In the prairies, groups such as Alberta Care, Saskatchewan Waste Reduction Council and Dig In Manitoba work to raise awareness among elected officials, consumers and retailers about food waste.

In B.C., the legislative assembly passed the Food Donor Encouragement Act which provides that people or businesses donating food are not liable for damage caused to consumers under certain conditions. B.C.’s Ministry of Environment is also working with the US Environmental Protection Agency to develop a toolkit to help consumers reduce food waste.

From my riding of Kootenay—Columbia, I am proud to share outstanding examples of community action to reduce food waste, which will hopefully inspire my colleagues in the House with what is possible and what can be achieved.

My first example comes from the city of Nelson, the Nelson Food Cupboard, with its long-standing commitment to providing its clients with healthy fresh foods. It runs a number of great food security programs including: the harvest rescue program, which allows local gardeners and fruit growers to share excess produce with volunteers and with the Food Cupboard; the Grow a Row and fresh produce donations, which encourages gardeners to drop off surplus garden produce to the Food Cupboard; and the food recovery partnership, a partnership with Nelson’s historic Hume Hotel, where it receives excess food from the hotel kitchen, repackages it and hands it out to the Food Cupboard’s clients, which include families with hungry children.

On a personal note, when I was mayor of Cranbrook and we had food left over at a city function, I would personally package it up and take it to Street Angels, a truly innovative organization under the leadership of the Ktunaxa First Nation. It serves a very important role in helping out homeless people of all cultural backgrounds, and I encourage all members to Google Cranbrook Street Angels to learn more about this amazing model of community support.

In the community of Revelstoke, a population of over 7,100 people, food security has been identified as a community priority. In 2014, the city of Revelstoke commissioned the development of a food security strategy. This strategy included in its goals to increase access to local and regional food that was sustainably and ethically produced through personal, business and municipal government actions, and further set as an objective to reduce food waste whereby organic waste products were used as valuable agricultural inputs and/or products that were still edible were recovered and redistributed.
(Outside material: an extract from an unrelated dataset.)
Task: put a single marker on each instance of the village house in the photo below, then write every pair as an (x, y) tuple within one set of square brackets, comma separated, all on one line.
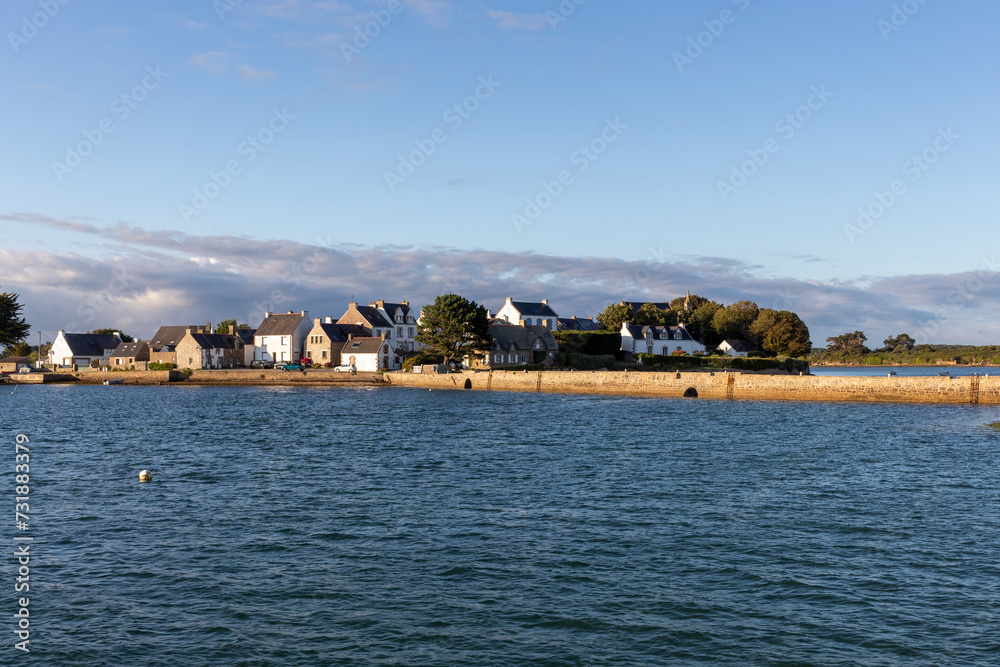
[(206, 351), (130, 355), (515, 345), (735, 348), (326, 340), (14, 364), (281, 337), (658, 340), (529, 313), (70, 349), (163, 344), (378, 322), (369, 354)]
Community Connections in Revelstoke collected surplus food and redistributed it by engaging local food producers and distributors, including a major grocery store. It developed and provided an affordable, reliable system for the donations of surplus food and helped donors feel more comfortable about liability concerns by educating them. It ensured the food recovery program met all food safety regulations.
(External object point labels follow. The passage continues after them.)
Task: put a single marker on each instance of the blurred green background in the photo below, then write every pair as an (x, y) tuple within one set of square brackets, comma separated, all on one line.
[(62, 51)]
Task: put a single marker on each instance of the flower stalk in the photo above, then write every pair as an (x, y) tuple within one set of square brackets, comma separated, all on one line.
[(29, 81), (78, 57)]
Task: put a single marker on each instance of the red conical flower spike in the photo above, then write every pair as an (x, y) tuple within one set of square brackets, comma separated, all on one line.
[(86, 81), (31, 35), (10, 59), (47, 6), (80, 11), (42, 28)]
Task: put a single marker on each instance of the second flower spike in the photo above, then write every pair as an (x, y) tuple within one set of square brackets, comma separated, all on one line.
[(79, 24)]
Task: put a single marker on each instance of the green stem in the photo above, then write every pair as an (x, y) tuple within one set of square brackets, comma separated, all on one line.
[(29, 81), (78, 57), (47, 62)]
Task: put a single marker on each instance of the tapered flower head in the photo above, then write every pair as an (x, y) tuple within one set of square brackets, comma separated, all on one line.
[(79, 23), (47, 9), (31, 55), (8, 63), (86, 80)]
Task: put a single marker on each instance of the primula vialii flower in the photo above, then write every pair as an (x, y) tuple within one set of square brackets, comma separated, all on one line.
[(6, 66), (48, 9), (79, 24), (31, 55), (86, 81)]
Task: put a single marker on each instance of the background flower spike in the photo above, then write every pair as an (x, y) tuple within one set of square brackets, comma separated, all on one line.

It picked up donations at the weekly farmer’s market. The food recovery program in August had its biggest day with over 800 pounds of food donated in one day. Over the three month period, 16,718 pounds of food were recovered, worth almost $42,000, and it was redistributed to families in need.

Comment boards were posted in the local food distribution area to capture the feedback of those receiving the food. This is what one client said, “Thank you so much. My husband and I were having a hard time making ends meet and this helped us so much. We were able to feed our son AND pay rent this month. This community has been a helping hand when we had no one else. Please keep up the program and great work. Every bit helps.” That really captures it: every bit helps.

It is time for the federal government to show leadership on this important file by building on to the momentum that is happening in communities, in provinces across the country and around the world.

The government says that it is concerned about food security, the environment and social inequity. This bill provides a clear way to take concrete action on food waste, which touches on each of these important areas.

I encourage every member of Parliament to support Bill C-231 and to support the reduction of food waste in their communities. Working together we can build a better Canada.